Translation:Fàilte agus tapadh leat a charaid.

November 30, 2019



what dose the "A" need to be there for im confused?


When you address someone in Gaelic, you must use the vocative case, which is formed by using "a" except when the name begins with a vowel (like Anna and Eilidh and Iain). So, with the lenition that Maria_Annna describes above, if you are addressing Mairi, it becomes A Mhairi. And this is also how Seumas morphs into the anglicized Hamish -- because to address Seumas, you have to say, A Sheumais.

A friend describes the effect as making the form of address sound softer and more intimate. I have no idea if that has any historical validity, but it helps me remember the rules for vocative.


good explanation! where are you from?


Is "tapadh"=thank and "leat"=you, or does the phrase "tapadh leat" have a different literal translation but is used for thank you (sorta like "de nada" is used for "you're welcome" in spanish)?


Caraid is not a typo! :) Charaid is just a lenition of the word caraid and so both versions should be accepted as a proper translation of "friend".


In this example though, you need to use the vocative case as you are directly addressing your friend. So it has to be a charaid.


When does one use "leat" and when does one use "leibh"? Sometimes it doesn't seem to matter and other times it does.
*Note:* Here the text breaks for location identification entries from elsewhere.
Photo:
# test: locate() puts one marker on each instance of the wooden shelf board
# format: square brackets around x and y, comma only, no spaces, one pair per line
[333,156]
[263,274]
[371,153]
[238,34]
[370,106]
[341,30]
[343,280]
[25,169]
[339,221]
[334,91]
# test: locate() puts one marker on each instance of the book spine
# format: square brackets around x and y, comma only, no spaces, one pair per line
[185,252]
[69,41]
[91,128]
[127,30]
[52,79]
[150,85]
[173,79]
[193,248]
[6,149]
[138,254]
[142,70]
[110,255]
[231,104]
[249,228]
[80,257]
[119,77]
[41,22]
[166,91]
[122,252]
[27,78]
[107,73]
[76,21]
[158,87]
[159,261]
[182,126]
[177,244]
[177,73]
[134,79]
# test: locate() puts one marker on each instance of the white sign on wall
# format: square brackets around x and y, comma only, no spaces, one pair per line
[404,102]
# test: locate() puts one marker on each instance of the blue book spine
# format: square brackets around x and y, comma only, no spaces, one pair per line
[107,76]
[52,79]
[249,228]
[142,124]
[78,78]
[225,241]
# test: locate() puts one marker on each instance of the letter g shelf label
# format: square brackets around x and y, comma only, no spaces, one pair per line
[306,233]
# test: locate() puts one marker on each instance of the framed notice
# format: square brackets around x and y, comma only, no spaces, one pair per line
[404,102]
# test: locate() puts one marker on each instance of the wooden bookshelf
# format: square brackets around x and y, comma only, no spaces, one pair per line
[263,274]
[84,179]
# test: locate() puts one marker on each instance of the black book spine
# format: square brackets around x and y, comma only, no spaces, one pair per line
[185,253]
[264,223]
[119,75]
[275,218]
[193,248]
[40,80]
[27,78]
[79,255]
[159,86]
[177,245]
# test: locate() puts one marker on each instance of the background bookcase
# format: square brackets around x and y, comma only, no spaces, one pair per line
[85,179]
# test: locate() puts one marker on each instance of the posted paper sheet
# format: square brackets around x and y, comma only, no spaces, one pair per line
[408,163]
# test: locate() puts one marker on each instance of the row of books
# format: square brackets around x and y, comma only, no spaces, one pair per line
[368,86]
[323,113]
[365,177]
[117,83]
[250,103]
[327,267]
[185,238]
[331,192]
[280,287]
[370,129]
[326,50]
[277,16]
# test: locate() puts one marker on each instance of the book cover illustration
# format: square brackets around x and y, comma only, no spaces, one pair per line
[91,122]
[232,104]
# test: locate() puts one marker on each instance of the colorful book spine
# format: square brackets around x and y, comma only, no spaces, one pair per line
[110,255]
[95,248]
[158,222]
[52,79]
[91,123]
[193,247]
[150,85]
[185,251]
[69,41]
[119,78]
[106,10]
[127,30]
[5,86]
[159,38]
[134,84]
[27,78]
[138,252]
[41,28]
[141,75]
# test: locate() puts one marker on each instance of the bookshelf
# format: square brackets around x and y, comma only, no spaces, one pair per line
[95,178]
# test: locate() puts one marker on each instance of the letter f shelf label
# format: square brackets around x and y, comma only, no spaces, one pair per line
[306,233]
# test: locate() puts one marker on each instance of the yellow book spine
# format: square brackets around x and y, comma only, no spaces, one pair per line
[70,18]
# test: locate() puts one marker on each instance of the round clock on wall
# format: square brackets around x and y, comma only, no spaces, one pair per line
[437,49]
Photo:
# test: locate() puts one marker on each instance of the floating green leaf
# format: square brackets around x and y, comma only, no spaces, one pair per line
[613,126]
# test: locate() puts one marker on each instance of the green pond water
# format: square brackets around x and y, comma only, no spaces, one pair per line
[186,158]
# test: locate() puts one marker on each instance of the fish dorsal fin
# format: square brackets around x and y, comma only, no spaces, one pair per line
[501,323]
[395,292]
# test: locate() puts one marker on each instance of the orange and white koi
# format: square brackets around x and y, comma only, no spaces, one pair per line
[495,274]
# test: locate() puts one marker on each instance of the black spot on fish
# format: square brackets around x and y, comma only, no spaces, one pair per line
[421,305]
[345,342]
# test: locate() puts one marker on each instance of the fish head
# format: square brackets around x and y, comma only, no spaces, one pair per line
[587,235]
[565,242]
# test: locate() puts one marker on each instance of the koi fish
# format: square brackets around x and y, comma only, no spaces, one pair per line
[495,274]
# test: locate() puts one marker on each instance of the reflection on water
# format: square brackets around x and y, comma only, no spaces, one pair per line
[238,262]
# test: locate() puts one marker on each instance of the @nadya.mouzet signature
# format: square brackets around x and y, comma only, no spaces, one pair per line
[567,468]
"leat" = le + thu; you, singular "leibh" = le + sibh; you, plural & you, polite


how are you supposed to be able to answer the questions without having been introduced to the words int he first place? I find the teaching methods on this course very random! what do the words tapadh leat mean? this is the first time I have come across them. why not teach the words BEFORE asking you to translate them?


This lesson is the first time 'tapadh leat' is introduced. If you hover over the word or phrase, it'll show you the hint.


Thank you! I didn't know about hovering! That explains a lot!


I noticed a lot of commas missing in the translations to Gaelic. Are they not used/is it not common or is that just the course? For instance would it be grammatically correct in Gaelic to write "Fàilte agus tapadh leat, a charaid"?


Ah, no. Sadly they are typos that we can't fix at the moment. It'll get fixed one day, it's just low on the list of priorities at the moment :(

So yes, Gaelic does use the vocative comma as English does, it's just missing from the above sentence.